His children, too, were as ragged and wild as if they belonged to nobody. His son Rip, an urchin begotten in his own likeness, promised to inherit the habits, with the old clothes of his father. He was generally seen trooping like a colt at his mother’s heels, equipped in a pair of his father’s cast-off galligaskins, which he had much ado to hold up with one hand, as a fine lady does her train in bad weather.
Rip Van Winkle, however, was one of those happy mortals, of foolish, well-oiled dispositions, who take the world easy, eat white bread or brown, whichever can be got with least thought or trouble, and would rather starve on a penny than work for a pound.
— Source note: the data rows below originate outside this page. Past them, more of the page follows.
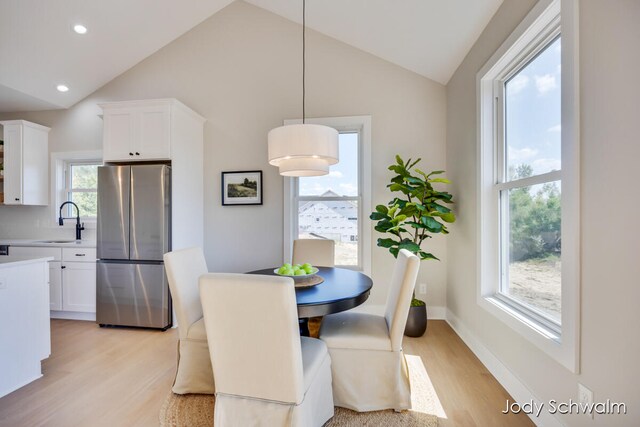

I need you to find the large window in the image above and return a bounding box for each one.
[63,161,102,220]
[495,36,562,332]
[295,132,362,268]
[51,151,102,228]
[478,0,579,371]
[284,117,371,271]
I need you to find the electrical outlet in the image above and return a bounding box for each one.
[578,383,593,418]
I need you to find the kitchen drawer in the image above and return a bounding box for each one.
[9,246,62,261]
[62,248,96,262]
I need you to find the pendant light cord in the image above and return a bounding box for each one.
[302,0,307,124]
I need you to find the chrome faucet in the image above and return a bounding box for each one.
[58,202,84,240]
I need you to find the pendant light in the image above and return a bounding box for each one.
[267,0,338,176]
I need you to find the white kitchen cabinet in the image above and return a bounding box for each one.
[62,260,96,313]
[100,99,175,162]
[9,245,96,320]
[99,98,205,254]
[49,261,62,311]
[0,120,49,205]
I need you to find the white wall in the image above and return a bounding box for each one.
[0,1,446,307]
[447,0,640,426]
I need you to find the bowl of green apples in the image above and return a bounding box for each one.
[273,262,318,280]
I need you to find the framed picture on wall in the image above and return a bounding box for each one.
[222,171,262,206]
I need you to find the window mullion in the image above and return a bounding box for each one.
[496,171,562,191]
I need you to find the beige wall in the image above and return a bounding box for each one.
[0,2,446,307]
[447,0,640,426]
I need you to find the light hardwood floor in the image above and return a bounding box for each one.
[0,320,533,427]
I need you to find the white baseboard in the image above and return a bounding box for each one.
[446,310,565,427]
[50,310,96,322]
[427,305,447,320]
[351,304,447,320]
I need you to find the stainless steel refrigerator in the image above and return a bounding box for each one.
[96,164,172,329]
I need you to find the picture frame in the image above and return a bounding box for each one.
[221,170,262,206]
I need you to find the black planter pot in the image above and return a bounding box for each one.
[404,305,427,337]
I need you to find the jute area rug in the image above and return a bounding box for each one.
[160,356,440,427]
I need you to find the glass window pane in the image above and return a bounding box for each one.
[69,191,98,220]
[504,37,561,181]
[71,165,98,189]
[298,133,358,196]
[503,181,561,322]
[297,199,358,266]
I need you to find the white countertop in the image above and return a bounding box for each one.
[0,239,96,249]
[0,256,53,268]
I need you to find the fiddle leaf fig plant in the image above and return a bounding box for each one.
[369,155,456,305]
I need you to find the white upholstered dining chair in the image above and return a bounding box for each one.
[164,248,215,394]
[291,239,336,267]
[320,249,420,412]
[200,273,334,427]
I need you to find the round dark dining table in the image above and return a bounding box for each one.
[248,267,373,336]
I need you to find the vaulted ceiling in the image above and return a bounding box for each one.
[0,0,502,112]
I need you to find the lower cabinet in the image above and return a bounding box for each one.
[62,261,96,313]
[49,261,62,311]
[9,246,96,319]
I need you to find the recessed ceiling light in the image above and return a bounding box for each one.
[73,24,87,34]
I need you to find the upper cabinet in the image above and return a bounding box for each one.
[99,98,205,250]
[0,120,49,205]
[100,99,204,162]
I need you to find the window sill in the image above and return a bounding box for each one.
[478,295,578,372]
[485,295,562,343]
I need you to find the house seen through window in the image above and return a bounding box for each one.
[295,132,362,268]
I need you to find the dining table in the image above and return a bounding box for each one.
[248,267,373,336]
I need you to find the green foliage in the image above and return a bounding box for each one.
[509,165,561,261]
[369,156,456,260]
[411,297,427,307]
[67,165,98,218]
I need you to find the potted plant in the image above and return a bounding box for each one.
[369,155,456,337]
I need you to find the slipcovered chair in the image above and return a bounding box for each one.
[200,273,334,427]
[320,249,420,412]
[292,239,336,267]
[164,248,215,394]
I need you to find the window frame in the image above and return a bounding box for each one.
[51,151,103,229]
[476,0,580,373]
[283,116,371,274]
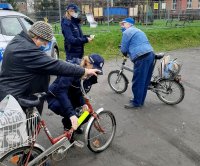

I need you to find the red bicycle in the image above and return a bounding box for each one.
[0,82,116,166]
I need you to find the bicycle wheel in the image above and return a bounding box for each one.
[0,146,47,166]
[85,109,116,153]
[156,79,185,105]
[108,70,128,94]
If left to himself, he would have whistled life away, in perfect contentment; but his wife kept continually dinning in his ears about his idleness, his carelessness, and the ruin he was bringing on his family. Morning, noon, and night, her tongue was incessantly going, and everything he said or did was sure to produce a torrent of household eloquence. Rip had but one way of replying to all lectures of the kind, and that, by frequent use, had grown into a habit. He shrugged his shoulders, shook his head, cast up his eyes, but said nothing. This, however, always provoked a fresh volley from his wife, so that he was fain to draw off his forces, and take to the outside of the house—the only side which, in truth, belongs to a henpecked husband.
Rip’s sole domestic adherent was his dog Wolf, who was as much henpecked as his master; for Dame Van Winkle regarded them as companions in idleness, and even looked upon Wolf with an evil eye, as the cause of his master’s so often going astray. True it is, in all points of spirit befitting an honorable dog, he was as courageous an animal as ever scoured the woods—but what courage can withstand the ever-during and all-besetting terrors of a woman’s tongue? The moment Wolf entered the house his crest fell, his tail drooped to the ground, or curled between his legs; he sneaked about with a gallows air, casting many a sidelong glance at Dame Van Winkle, and at the least flourish of a broomstick or ladle would fly to the door with yelping precipitation.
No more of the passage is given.